Inmunoprecipitación detectada mediante citometría de flujo (IP-FCM) es un método eficaz para la detección y cuantificación de interacciones proteína-proteína. El principio básico es extensivo de ELISA sandwich, en la cual puede ser el analito capturado primaria detectados junto con otras moléculas físicamente asociados dentro de los complejos multiproteico. El procedimiento consiste en el acoplamiento covalente de microesferas de látex de poliestireno con inmunoprecipitación anticuerpos monoclonales (mAb) específico para una proteína de interés, la incubación de estas cuentas con lisados ​​de células, el sondeo capturado complejos de proteínas con el conjugado a un fluorocromo sondas, y el análisis de cuentas asociadas a fluorescencia por citometría de flujo. IP-FCM es extremadamente sensible, permite el análisis de proteínas en su país natal (no desnaturalizado) del estado, y se presta a ninguno de los análisis semi-cuantitativo o cuantitativo. Como ventajas adicionales, IP-FCM no requiere de la ingeniería genética o equipo especializado, que no sea un citómetro de flujo, y puede ser fácilmente adaptada para aplicaciones de alto rendimiento.

Protocolo

** Este protocolo de vídeo se basa en una publicación asociada ^1: de alta sensibilidad de detección y análisis cuantitativo de los nativos interacciones proteína-proteína y complejos multiproteicos por citometría de flujo. Adam G. Schrum, Diana Gil, P. Elaine Dopfer, David L. Wiest, Laurence A. Turka, Wolfgang WA Schamel, Ed Palmer. STKE de la ciencia 2007 (389): PL2, 5 de junio de 2007, [DOI: 10.1126/stke.3892007pl2]. Por favor, haga clic aquí para ver esta publicación .

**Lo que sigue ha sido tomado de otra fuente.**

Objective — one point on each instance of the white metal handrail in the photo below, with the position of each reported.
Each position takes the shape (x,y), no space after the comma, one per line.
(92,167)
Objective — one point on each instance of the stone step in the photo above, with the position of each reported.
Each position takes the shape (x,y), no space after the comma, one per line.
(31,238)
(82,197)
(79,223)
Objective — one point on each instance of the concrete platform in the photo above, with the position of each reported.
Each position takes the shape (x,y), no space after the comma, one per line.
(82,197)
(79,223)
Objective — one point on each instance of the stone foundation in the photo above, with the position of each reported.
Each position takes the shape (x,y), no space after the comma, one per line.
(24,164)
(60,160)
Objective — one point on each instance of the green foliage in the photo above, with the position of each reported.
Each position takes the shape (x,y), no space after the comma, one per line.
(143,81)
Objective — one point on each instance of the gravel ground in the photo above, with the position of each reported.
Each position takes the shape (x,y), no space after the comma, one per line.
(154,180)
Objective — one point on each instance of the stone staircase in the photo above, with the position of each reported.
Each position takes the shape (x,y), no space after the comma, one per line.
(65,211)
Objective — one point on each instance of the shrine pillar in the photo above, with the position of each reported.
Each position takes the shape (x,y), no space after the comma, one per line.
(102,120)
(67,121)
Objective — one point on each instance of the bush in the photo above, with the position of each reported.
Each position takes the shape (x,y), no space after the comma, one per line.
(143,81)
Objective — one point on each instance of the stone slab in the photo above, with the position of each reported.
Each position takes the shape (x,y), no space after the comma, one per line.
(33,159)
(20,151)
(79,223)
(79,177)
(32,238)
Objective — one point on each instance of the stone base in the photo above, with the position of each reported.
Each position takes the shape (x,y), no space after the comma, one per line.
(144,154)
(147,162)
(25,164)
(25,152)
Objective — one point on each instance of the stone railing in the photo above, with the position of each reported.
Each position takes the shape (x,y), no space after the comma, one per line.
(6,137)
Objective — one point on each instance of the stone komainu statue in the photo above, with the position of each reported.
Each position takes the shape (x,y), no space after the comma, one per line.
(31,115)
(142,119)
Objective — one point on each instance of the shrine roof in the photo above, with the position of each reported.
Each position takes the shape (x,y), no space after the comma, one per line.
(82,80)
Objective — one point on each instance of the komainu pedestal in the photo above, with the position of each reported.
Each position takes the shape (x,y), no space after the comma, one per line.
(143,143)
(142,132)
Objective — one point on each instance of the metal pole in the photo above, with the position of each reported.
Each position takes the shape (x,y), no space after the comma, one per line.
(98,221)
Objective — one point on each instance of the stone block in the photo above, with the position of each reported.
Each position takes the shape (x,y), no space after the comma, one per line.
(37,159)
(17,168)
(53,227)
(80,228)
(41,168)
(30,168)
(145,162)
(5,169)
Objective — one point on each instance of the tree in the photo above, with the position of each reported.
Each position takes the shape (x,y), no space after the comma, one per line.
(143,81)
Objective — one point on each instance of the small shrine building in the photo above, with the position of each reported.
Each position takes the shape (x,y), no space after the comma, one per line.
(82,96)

Antes de partir, Prepare las siguientes soluciones acuosas de archivo:

MES acoplamiento Buffer:	Guárdela a 25 ° C
MES, pH 6,0	50 mM
EDTA	1 mM
Enfriamiento / Bloqueo / Almacenamiento (SBC) Buffer:	Almacenar a 4 ° C
BSA	1%
Azida de sodio	0,02%
PBS, pH 7,4	1x
FCM Buffer:	Almacenar a 4 ° C
Tris, pH 7,4	50 mM
NaCl	100 mM
Azida de sodio	0,02%
FBS	5%
PBS, pH 7,4	1x

Preparar inmediatamente antes del uso:

EDAC-MES:	Disolver 50 mg / ml polvo EDAC en tampón de acoplamiento MES
Digitonina solución (2% w / v):	Disuelva el polvo de digitonina en dH 2 O por calentamiento a 95 º C durante 5 minutos luego enfriar en hielo
Tampón de lisis:
Tris, pH 7,4	50 mM
NaCl	150 mm
Digitonina solución	1%
Inhibidores de la proteasa	1x
Mantener en hielo

1. El acoplamiento de mAb a bolas

1. Determinar la concentración de cuentas de las acciones compradas mediante la dilución en PBS y contar con un hemocitómetro. Comience con una dilución 1:10000 de cuentas para el conteo.
2. Pipeta de 18 x 10 ⁶ granos en un tubo de microcentrífuga de 1,5 ml.
3. Lavar las perlas de 2 a 3 veces en 0,5 a 1,0 ml de tampón de acoplamiento MES, centrifugado a 20.000 g durante 3 minutos a 25 ° C después de cada lavado.
4. Volver a suspender las bolas en 50 l de acoplamiento Buffer MES.
5. Activar los grupos carboxilo de las cuentas mediante la adición de 20 l de recién preparada EDAC-MES.
6. Mezclar suavemente durante 15 minutos a 25 ° C de forma manual pipeteando arriba y abajo.
7. Lave las cuentas activadas 2 a 3 veces en 0,5 a 1,0 ml de PBS, centrifugar a 20.000 g durante 3 minutos a 25 ° C después de cada lavado.
8. Volver a suspender las cuentas activadas en 50 l de PBS.
9. Añadir 50 l de la IP MAB (0.2-1.0 en la concentración de las mg / mL) a la solución de cuentas activadas.
10. Mezcle por 3 a 4 horas a 25 º C colocando el tubo en un agitador vibratorio. Agite lo suficiente como para evitar la sedimentación de los granos en la parte inferior del tubo.
11. Lave mAb-junto cuentas 2 a 3 veces en 0,5 a 1,0 ml de PBS, centrifugar a 20.000 g durante 3 minutos a 25 ° C después de cada lavado.
12. Volver a suspender las bolas en 100 l de búfer SBC. Estos pueden ser almacenadas a 4 ° C.
13. La suspensión de las cuentas así, diluir 1:200-1:10,000 en PBS y contar con un hemocitómetro. La concentración debe ser medido para cada lote de preparación, por lo que el número de granos utilizados en cada experimento IP o pull-down puede ser controlada con precisión.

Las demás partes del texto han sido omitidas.